# Setting up your Maching Learning Application

## Train / Dev / Test sets

Applied ML: highly iterative process. *idea-code-exp loop*

**splitting data**

splitting data in order to speed up the idea-code-exp loop:

*training set / dev(hold-out/cross-validataion) set / test set *

**split ratio**:

- with 100~10000 examples: 70/30 or 60/20/20
- with ~1M examples: dev/test set can have much smaller ratio, e.g. 98/1/1

**mismatched train/test distribution**

training and test set don't come from the same dist.

- rule of thumb:
**make sure****dev and test set come from the same distribution.** - might be OK to only have dev set. — thought in this case no longer have unbiased estimate of performance.

## Bias / Variance

- high variance:
*overfitting* - high bias:
*underfitting*

high base and high variance (worse case): high bias in some region and high variance elsewhere

**how to estimate bias&variance**

→ *look at train and dev set error*

- high variance: Err_train << Err_dev — not generalize well
- high bias: Err_train ~= Err_dev, and Err_train >> Err_human — not learning well even on training set
- high bias
*and*high variance (worse): Err_train >> Err_human, Err_train >> Err_dev

## Basic Recipe for Machine Learning

basic recipe:

- does algo have high bias ? (look at Err_train)
- if yes → try bigger nn / other architecture
- until having low bias (fit well training set)

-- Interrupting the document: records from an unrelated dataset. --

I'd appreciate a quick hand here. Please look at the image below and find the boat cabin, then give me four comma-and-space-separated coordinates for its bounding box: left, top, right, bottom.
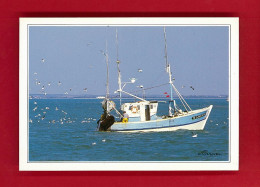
121, 101, 158, 121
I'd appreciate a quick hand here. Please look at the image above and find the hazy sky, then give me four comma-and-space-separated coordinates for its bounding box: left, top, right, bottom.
29, 26, 229, 95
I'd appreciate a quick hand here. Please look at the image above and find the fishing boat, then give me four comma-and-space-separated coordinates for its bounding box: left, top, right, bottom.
97, 27, 213, 132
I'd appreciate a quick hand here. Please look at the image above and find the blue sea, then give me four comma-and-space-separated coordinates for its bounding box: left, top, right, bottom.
28, 99, 229, 161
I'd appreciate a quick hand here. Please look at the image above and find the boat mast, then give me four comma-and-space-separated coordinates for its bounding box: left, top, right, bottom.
163, 27, 175, 116
116, 28, 122, 106
105, 40, 109, 99
163, 27, 192, 113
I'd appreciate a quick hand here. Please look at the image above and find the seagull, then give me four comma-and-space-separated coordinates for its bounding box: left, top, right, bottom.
192, 132, 198, 138
130, 78, 137, 83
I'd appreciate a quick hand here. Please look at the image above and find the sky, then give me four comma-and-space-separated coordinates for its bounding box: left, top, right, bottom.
29, 26, 229, 96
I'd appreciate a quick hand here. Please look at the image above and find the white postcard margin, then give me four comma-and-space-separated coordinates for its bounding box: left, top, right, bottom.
19, 18, 239, 171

- high variance ? (look at Err_dev)
- if yes → get more data / regularization / other architecture

**bias-variance tradeoff**

- in pre-DL era, bias and variance are tradeoff (decrease one → increase the other)
- in DL era:
*if getting bigger nn and more data always possible*,*both can be reduced*

(when well regularized,) *"training a bigger NN almost never hurts."*

# Regularizing your neural network

2 ways to reduce variance: regularize, or get more data.

## Regularization

### example: logistic regression

- params:
`w`

,`b`

- cost function
`J(w,b) = 1/m * L(yhat_i, yi)`

→ add one more term to cost `J`

: adding L2 norm of `w`

(*L2 regularization*)

(lambda: regularization param)

*just omit regularizing b*: `w`

is high dim, `b`

is single number.

L1 regularization: L1 norm of `w`

→ *w will be sparse → *compressing the model (just a little bit)

⇒ *L2-reg is much often used*

### example: NN

- params:
`w[l]`

,`b[l]`

for l = 1..N - sum of the norms of each
`w[l]`

matrix.

⇒ *"Frobenius norm"* of a matrix: sum (each element squared)

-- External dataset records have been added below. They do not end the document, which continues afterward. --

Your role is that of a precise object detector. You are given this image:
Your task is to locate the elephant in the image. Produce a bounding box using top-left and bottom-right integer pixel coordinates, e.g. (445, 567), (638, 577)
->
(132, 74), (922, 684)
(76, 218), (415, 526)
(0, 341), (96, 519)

**gradient descent**: adding one more term from backprop

d(1/2m * ||w||) = lambda / m

L2-reg also called "**weight decay**":

with L2-reg, looks as if doing the backprop updating, with w being w' = (1-alpha*lambda/m) * w (decayed w)

## Why regularization reduces overfitting?

*why imposing small params prevents overfitting?*

**intuition 1**

→ heavy regularization

→ weight ~= 0

→ many hidden units' impact are "*zeroed-out"*

→ simpler NN

**intuition 2**

e.g. activation g(z) = tanh(z)

small z → g(z) ~= linear,

large z → g(z) flattend

⇒ large lambda → small w

→ z small

→ every layer ~linear

## Dropout Regularization

another powerful method of regularization

**dropout**: *For each training example*, in each layer, *eliminate randomly some of its output values.*

### dropout implementation: "inverted dropout"

example: dropout of *layer 3*, keep_prob = 0.8 (prob of keeping hidden unit)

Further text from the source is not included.